Albumin, as a negative acute phase protein and a nutritional biomarker, usually decreases after surgery due to surgical stress and increased capillary leakage [28]. During the process of the surgical stress response, capillary vascular endothelial cells are destroyed due to the release of a large number of inflammatory factors in the blood, resulting in increased capillary permeability of the whole body and hypoproteinemia caused by leakage of intravascular albumin. Extravasation of plasma albumin from the vessel wall occurs at the beginning of surgery and peaks at POD 2 or POD 3 [28]. Albumin levels in the two MIS groups showed a continuous decrease 3 days postoperatively in our study. Although there was no difference in albumin levels between the two MIS groups, the level in the VATS group was slightly lower than that in the RATS group.

In this study, RATS prolonged operating time but not the postoperative time and did not increase intraoperative blood loss or the incidence of postoperative POP. However, previous studies have reported the advantage of RATS over VATS in reducing hospital stays as well as operative time [29, 30]. Because RATS has more surgical incisions than VATS in the study, which may have resulted in a longer operation time.
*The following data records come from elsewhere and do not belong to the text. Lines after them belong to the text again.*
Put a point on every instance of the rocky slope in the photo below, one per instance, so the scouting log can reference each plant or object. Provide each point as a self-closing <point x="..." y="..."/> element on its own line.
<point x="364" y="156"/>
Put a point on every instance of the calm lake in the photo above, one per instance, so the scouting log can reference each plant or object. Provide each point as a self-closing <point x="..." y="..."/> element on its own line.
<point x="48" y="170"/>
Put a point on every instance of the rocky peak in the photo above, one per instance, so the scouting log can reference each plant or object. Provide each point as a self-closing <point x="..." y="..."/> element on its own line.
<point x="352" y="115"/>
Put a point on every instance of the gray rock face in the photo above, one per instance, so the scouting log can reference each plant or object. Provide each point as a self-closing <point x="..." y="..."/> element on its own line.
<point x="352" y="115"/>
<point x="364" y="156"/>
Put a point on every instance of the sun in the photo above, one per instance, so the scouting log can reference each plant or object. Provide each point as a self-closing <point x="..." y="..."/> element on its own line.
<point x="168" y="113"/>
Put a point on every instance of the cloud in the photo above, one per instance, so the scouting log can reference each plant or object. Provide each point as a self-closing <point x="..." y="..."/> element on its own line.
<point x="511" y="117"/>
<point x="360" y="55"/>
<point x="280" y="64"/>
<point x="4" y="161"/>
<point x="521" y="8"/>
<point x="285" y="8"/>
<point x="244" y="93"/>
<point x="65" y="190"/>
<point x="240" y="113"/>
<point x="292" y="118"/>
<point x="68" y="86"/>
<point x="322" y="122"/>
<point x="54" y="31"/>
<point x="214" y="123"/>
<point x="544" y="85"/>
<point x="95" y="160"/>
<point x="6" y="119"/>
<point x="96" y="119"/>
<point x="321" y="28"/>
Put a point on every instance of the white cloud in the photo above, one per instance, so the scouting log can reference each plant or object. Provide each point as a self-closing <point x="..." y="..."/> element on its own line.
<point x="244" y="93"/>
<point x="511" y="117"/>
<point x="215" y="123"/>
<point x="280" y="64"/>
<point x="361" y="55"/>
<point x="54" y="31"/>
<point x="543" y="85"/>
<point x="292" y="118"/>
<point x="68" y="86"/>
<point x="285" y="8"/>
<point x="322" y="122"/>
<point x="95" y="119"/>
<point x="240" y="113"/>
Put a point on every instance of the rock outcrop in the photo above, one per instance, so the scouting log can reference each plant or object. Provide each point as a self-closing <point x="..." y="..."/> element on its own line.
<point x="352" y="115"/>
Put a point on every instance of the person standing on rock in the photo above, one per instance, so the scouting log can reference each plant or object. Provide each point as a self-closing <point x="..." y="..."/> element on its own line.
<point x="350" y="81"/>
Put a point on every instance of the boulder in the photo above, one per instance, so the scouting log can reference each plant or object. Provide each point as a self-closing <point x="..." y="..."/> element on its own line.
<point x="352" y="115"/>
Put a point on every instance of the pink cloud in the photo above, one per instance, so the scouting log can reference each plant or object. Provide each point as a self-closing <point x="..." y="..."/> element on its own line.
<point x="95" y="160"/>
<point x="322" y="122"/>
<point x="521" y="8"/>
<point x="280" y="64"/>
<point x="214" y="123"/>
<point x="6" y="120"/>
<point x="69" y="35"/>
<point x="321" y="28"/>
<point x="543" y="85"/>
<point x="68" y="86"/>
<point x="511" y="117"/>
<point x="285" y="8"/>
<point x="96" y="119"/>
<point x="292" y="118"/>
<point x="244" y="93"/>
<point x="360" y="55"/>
Limilations to this retrospective study that no additional indicators of surgical stress were tested, including tumor necrosis factor-α (TNF-α), IL-6, IL-10 and CRP. Because this is a retrospective study, patients undergoing RATS or VATS are usually tested for routine postoperative blood and liver function for the patient's financial benefit, unless the patient presents with signs of infection, in which case they are tested for other inflammatory markers, such as TNF-α, IL-6, IL-10 and CRP.

Conclusions

Our study demonstrates that no difference in the incidence of POP caused by RATS and VATS as minimally invasive surgical approaches. However, RATS, a newer technique for MIS with 3D visibility and mechanical wrists, caused less surgical stress response and tissue trauma than VATS in NSCLC patients, and this was especially reflected in the leukocytes on POD 3. In this study, we preliminary evaluated postoperative leukocyte counts as a surrogate for the surgical stress response in NSCLC patients who underwent RATS or VATS for further prospective analyses with proper assessment of surgical stress response and tissue trauma.